All the best,I downloaded Service Pack 1 for SF4, and this issue still exists. A user who has been explicitly denied the "View this library" no longer sees the library in the list of Libraries, but when they view the main "Documents & Files" page, a list of the most recent files are displayed, and items from the denied Library are shown. Next to these items is even a link to the explicitly denied Library, where a user can then view all of the items in a Library they should not be able to view.
Is there anyway to have PDFs (or any document) available to everyone on the frontend (so that they may be downloaded by the public) but have certain backend users be restricted to only see certain libraries while in the backend?
The goal is to have different groups of users maintain different portions of the website, and restrict access to maintain libraries accordingly.
Hello Brad,
Thanks for your feedback.
I have inspected this again, and unfortunately this problem still exists as it may be more complex than we initially assessed. At the moment there is still a problem with filtering secured objects which are explicitly denied from certain users or roles. However specific actions should be enforced by permissions (e.g. if the user is not allowed, or explicitly denied, to edit a news page, an attempt to edit the page should result in a "you are not authorized to perform this action" message).
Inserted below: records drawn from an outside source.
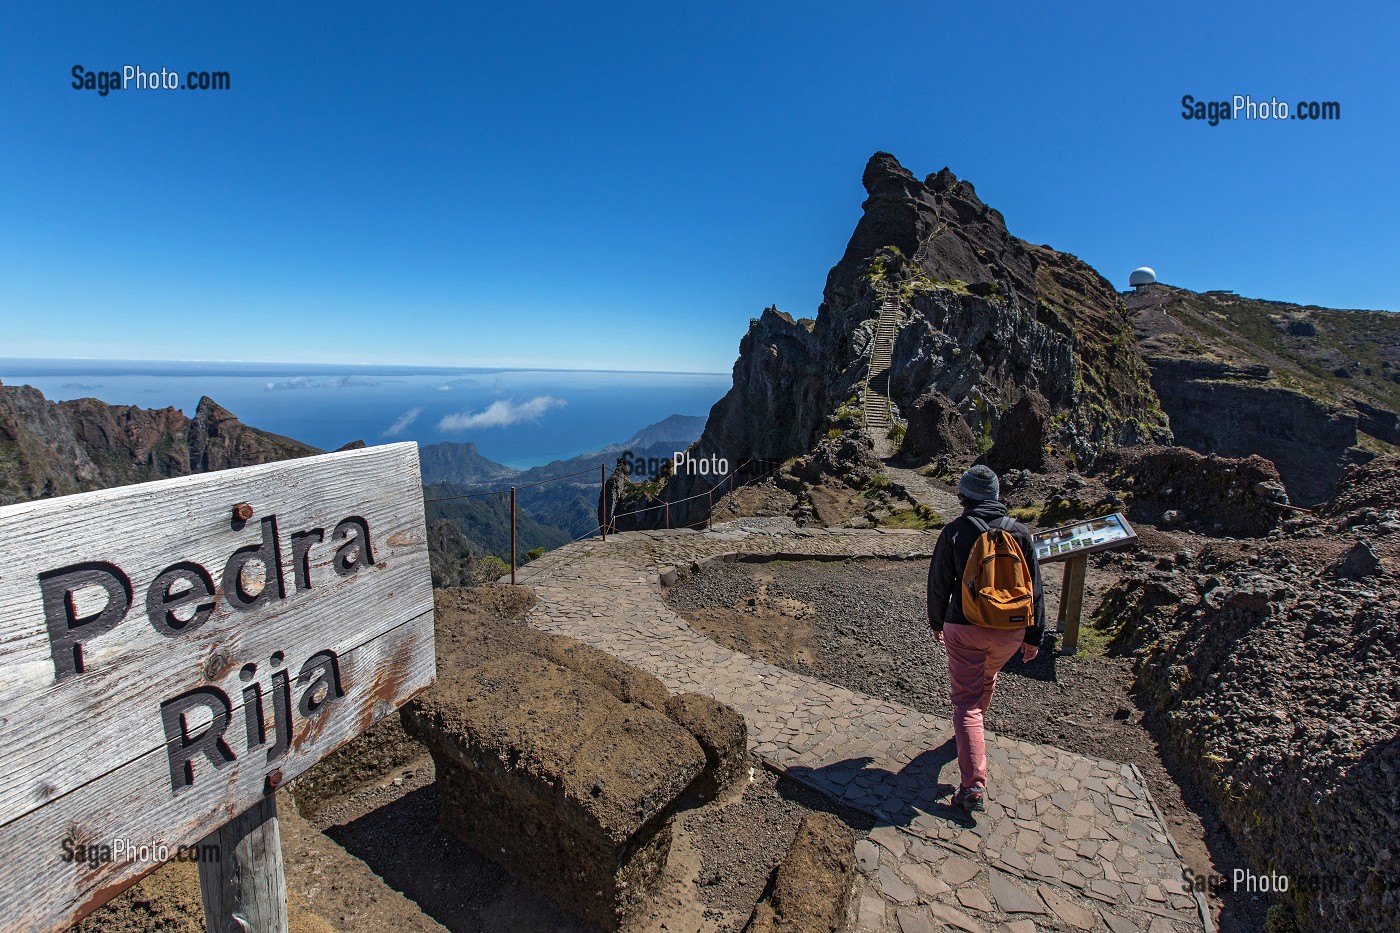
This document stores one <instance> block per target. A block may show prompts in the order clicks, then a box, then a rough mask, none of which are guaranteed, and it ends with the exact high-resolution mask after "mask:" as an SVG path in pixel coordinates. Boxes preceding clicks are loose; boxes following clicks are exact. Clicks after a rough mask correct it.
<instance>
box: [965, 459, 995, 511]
mask: <svg viewBox="0 0 1400 933" xmlns="http://www.w3.org/2000/svg"><path fill="white" fill-rule="evenodd" d="M958 495H959V496H962V497H965V499H972V500H974V502H997V497H998V496H1001V483H1000V482H997V474H994V472H991V468H990V466H983V465H981V464H977V465H976V466H973V468H972V469H969V471H967V472H966V474H963V475H962V479H959V481H958Z"/></svg>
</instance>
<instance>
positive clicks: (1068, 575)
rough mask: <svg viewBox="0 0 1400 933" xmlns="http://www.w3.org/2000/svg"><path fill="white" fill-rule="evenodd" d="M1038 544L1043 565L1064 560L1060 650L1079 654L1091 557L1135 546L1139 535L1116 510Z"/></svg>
mask: <svg viewBox="0 0 1400 933" xmlns="http://www.w3.org/2000/svg"><path fill="white" fill-rule="evenodd" d="M1035 541H1036V559H1037V560H1039V562H1040V563H1051V562H1054V560H1064V579H1063V583H1061V584H1060V612H1058V615H1057V618H1056V629H1057V630H1058V632H1061V633H1063V635H1064V640H1063V642H1061V643H1060V650H1061V651H1063V653H1065V654H1075V653H1078V650H1079V616H1081V615H1082V614H1084V577H1085V574H1086V573H1088V567H1089V555H1091V553H1095V552H1099V551H1109V549H1110V548H1121V546H1123V545H1127V544H1133V542H1134V541H1137V532H1135V531H1133V525H1130V524H1128V520H1127V518H1124V517H1123V513H1120V511H1116V513H1113V514H1110V516H1099V517H1098V518H1088V520H1085V521H1078V523H1075V524H1072V525H1064V527H1061V528H1050V530H1049V531H1042V532H1039V534H1037V535H1036V537H1035Z"/></svg>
We'll apply a fix for filtering objects by explicitly denying them in the Q2 Service Pack 1 release. Sorry for the inconvenience.
All the best,
Alon Rotem
the Telerik team
@Telerik
Does this problem reported in Dec 2010 still exist?
Markus
Hi Markus,
Filtering media items on a granular level permission set should be working as intended now with the latest release of Sitefinity.
Greetings,I am using Sitefinity 6.3 and I still see this same issue.
Has there been any update on this? I am using 7.2 and it still have the same issue described. I can see all the libraries even though access has not been granted to user.
Hi Hector,
I have tested it in Sitefinity 7.3 and 8.0 at least and permissions for Document Libraries as expected.
Regards,
Junior Dominguez
Telerik
I am using version 9 of sitefinity.
I have 2 libraries: 1. Enterprise-only and 2. EveryoneCanSee
I have 2 roles and 2 users, each with 1 role. Refer image attached.
Both these libraries are added to a page (image at end of doc). No matter which user logs, they both see both the libraries as well as documents from both libraries.
EDIT:
In order to permissions to work on document library, it is not sufficient, though necessary to set the permissions on the library (root : as per documentation), it is also needed to setup a flag in the security settings in back-end > [Top menu] Administration > "Advanced" link > security left menu
Check on the check-box for: Enable filtering queries by view permissions
This will in turn modify config file "securityConfig.config". So you need to rebuild solution (just compile didn't help).